Era noite bem escura...
A lua estava meio que escondida por entre as árvores daquela alameda, que só permitia a passagem de uns poucos raios de luz.
Único caminho por onde eu poderia passar para chegar
à casa de Marleide que me havia dado
um convite para participar de uma festa de Halloween.
 
Marleide, eu conheci num bar da zona norte do Rio, quando tomava meu refrigerante diet numa
reunião de amigos que gostavam de uma geladinha.
 
Ela chegou, assim de repente, de forma misteriosa, cumprimentou a todos e perguntou se
também podia se juntar a nós, já que estava sozinha.
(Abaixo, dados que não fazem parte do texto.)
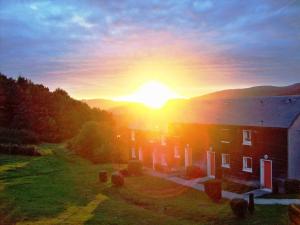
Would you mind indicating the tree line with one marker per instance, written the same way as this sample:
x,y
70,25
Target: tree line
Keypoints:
x,y
52,115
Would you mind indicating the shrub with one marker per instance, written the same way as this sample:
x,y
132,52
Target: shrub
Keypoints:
x,y
294,214
124,172
14,136
213,188
18,150
194,172
135,167
292,186
239,207
103,176
158,167
94,142
117,179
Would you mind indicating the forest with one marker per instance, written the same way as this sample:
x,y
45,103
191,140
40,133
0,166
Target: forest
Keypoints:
x,y
32,113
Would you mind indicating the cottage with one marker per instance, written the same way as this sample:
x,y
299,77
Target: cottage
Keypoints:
x,y
253,140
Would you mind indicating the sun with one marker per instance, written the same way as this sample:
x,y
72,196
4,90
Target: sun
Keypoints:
x,y
153,94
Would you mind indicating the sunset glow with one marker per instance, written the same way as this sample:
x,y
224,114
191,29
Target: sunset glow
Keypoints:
x,y
153,94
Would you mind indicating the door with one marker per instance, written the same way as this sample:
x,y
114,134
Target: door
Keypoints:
x,y
211,164
266,174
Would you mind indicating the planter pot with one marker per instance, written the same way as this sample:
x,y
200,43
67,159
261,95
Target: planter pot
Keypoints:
x,y
102,176
294,214
213,189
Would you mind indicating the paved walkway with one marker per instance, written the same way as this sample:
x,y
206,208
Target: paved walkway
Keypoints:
x,y
195,184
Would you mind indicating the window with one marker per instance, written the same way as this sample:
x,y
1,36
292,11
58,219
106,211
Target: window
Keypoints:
x,y
225,136
132,135
247,164
176,152
163,140
226,160
246,137
133,155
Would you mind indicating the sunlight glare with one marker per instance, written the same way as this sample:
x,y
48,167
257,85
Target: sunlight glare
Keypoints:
x,y
153,94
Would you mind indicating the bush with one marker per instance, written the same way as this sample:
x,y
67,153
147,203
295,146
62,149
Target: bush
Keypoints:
x,y
239,207
135,167
117,179
158,167
292,186
124,172
19,150
14,136
294,214
103,176
94,142
194,172
213,188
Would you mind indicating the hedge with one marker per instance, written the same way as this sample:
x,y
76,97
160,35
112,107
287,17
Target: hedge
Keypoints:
x,y
19,150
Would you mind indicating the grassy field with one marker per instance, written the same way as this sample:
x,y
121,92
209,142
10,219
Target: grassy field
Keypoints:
x,y
61,188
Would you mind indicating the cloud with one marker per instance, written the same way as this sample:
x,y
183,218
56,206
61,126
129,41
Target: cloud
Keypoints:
x,y
81,21
241,41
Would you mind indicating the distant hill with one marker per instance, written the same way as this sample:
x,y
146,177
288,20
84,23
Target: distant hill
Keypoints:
x,y
255,91
53,115
139,112
104,103
118,107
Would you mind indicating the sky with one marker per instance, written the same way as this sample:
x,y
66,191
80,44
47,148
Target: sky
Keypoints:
x,y
107,49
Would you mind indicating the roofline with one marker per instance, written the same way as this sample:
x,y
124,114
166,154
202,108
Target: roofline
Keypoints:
x,y
294,120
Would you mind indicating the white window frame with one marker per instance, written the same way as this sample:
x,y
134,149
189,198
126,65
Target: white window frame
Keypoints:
x,y
176,152
224,163
246,167
133,135
225,141
163,140
133,153
247,139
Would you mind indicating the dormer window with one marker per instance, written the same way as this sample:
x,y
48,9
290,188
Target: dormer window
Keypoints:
x,y
247,137
132,135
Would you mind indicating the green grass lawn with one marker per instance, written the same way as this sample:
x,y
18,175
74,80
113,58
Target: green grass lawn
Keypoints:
x,y
282,196
61,188
236,187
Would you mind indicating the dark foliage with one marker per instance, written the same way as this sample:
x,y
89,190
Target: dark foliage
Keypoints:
x,y
94,142
239,207
18,150
54,116
194,172
103,176
213,188
117,179
292,186
158,167
135,167
14,136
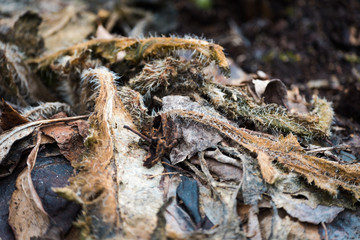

Os rapazes, assim como eu, sorriram e disseram que sim, sob os olhares críticos das meninas que estavam
com a gente.
Ela se apresentou, disse que morava ali perto e como não tinha ninguém, no momento,  resolveu dar umas voltas para fazer novos conhecimentos.
E ficou papeando com as outras garotas. Que começaram a aceitá-la melhor, visto que pareciam se divertir com o que ela falava.
 
Como se sentou de frente para mim, pude observá-la melhor. Seus cabelos eram pretos e meio crespos,
com umas trancinhas finas caindo sobre seu rosto. Que tinha as maçãs rosadas, pele lisa
sem nenhuma marca aparente.
 
E seus olhos ? Ah, seus olhos... bem
realçados pela pintura deixavam sobressair
suas pupilas, negras como as asas da graúna (como disse uma vez um poeta).
 
De vez em quando ela me flagrava olhando-a fixamente.
E quando eu me dava conta, saia do meu estado
hipnótico e desviava, sem jeito, o meu olhar.
 
Ela me lançava um sorriso. E os colegas me olhavam e me cutucavam por baixo da mesa.
Tentavam me animar, já que era do conhecimento de todos a minha crônica timidez.
 
Já madrugada, todos se despedindo, Marleide me passou um "torpedo", de forma tão acintosa que
todos os presentes perceberam.
 
Já em casa, meio sonado, li o papel, onde estava seu nome e seu telefone e escrito: Me liga !
Joguei o papel na cômoda e me atirei na cama
do jeito que estava.
Alguns dias se passaram.
Eu até já havia esquecido daquela garota que me impressionara, quando, certa tarde meu telefone tocou.
Era ela ! Marleide !
 
Quis saber porque eu não ligara... Dei-lhe uma desculpa qualquer e foi então que ela fez o convite.
Uns amigos iam se reunir numa casa que ficava num subúrbio afastado, uma espécie de sítio dos tios
de uma colega de trabalho.
 
A Festa seria no Dia das Bruxas.
E tanto insistiu que eu anotei o endereço, as indicações de como chegar no local, o dia certo e a hora em que deveria chegar lá.
Marleide fez-me prometer que eu iria, pois minha presença era muito importante para ela.
 
 
Agora, aqui estou eu...
Caminhando por entre essas árvores com cuidado, pois o estreito caminho é de barro e bem irregular.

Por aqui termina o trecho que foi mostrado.